This past week I triggered an incident on one of the production systems. The issue was a result of a AWS Aurora Postgres major version upgrade (10->11) gone wrong. Here is a brief summary of what I learnt from it.

Every running DBMS has some state associated with the data it stores. This state enables the DBMS to tune it’s own performance.

Upgrading the DB is tricky for sure. Always try to create contingency plans (backups, snapshots, redundant DBs) before executing destructive operations. Migrating the data from one DB to another is part of the work. It’s rather straightforward thanks to Cloud Providers. Verifing and validating data correctness post-migration is simple.

However, the difficult part is to understand the DBMS state migration. Usually, this state is not migrated by default. DBAs need to force it post migration.

The inconsistency between the states pre and post migration resulted in slower queries. Comparing the query plans can point out missing indexes, inefficient plans. This is how I discovered that PostgreSQL’s query planner uses the statistics collected in pg_statistic catalog table to determine the most efficient execution plans.1 Morever, PostgreSQL provides a special statement called ANALYZE to populate the statistics into this table.2 Note: The ANALYZE statement is not in the SQL standard.

There are considerations to be made around the ANALYZE statement.

  1. ANALYZE requires only a read lock on the target table. This enables concurrent queries to run in parallel.
  2. In default configuration, AUTOVACCUM daemon automates the execution of the ANALYZE statement.
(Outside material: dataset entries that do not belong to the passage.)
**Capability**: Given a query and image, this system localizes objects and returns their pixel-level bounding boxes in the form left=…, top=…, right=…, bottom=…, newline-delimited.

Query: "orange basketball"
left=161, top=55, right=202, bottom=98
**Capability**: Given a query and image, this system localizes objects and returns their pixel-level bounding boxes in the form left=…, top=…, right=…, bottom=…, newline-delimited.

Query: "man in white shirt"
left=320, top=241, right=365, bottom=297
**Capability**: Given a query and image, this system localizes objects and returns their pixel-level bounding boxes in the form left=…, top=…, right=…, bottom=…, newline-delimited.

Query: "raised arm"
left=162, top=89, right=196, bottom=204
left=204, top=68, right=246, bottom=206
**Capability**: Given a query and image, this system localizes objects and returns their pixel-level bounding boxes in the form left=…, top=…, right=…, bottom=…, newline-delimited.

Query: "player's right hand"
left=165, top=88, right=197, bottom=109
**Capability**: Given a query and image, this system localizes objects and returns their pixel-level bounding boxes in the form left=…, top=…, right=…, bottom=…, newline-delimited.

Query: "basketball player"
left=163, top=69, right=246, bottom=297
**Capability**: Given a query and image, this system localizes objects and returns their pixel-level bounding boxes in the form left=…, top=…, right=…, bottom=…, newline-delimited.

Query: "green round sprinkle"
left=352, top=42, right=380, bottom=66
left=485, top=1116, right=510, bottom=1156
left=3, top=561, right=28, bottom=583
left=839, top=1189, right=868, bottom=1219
Check for the AUTOVACCUM configuation of your DBs.
  3. A common strategy for read-mostly databases is to run ANALYZE once a day during a low-usage time of day.

I’m still trying to figure out a good strategy to tune ANALYZE on the production DBs for individual use cases. But that’s a story for another time.

I have learnt this lesson about query planning the hard way. Now, there is wisdom, and some scar tissue.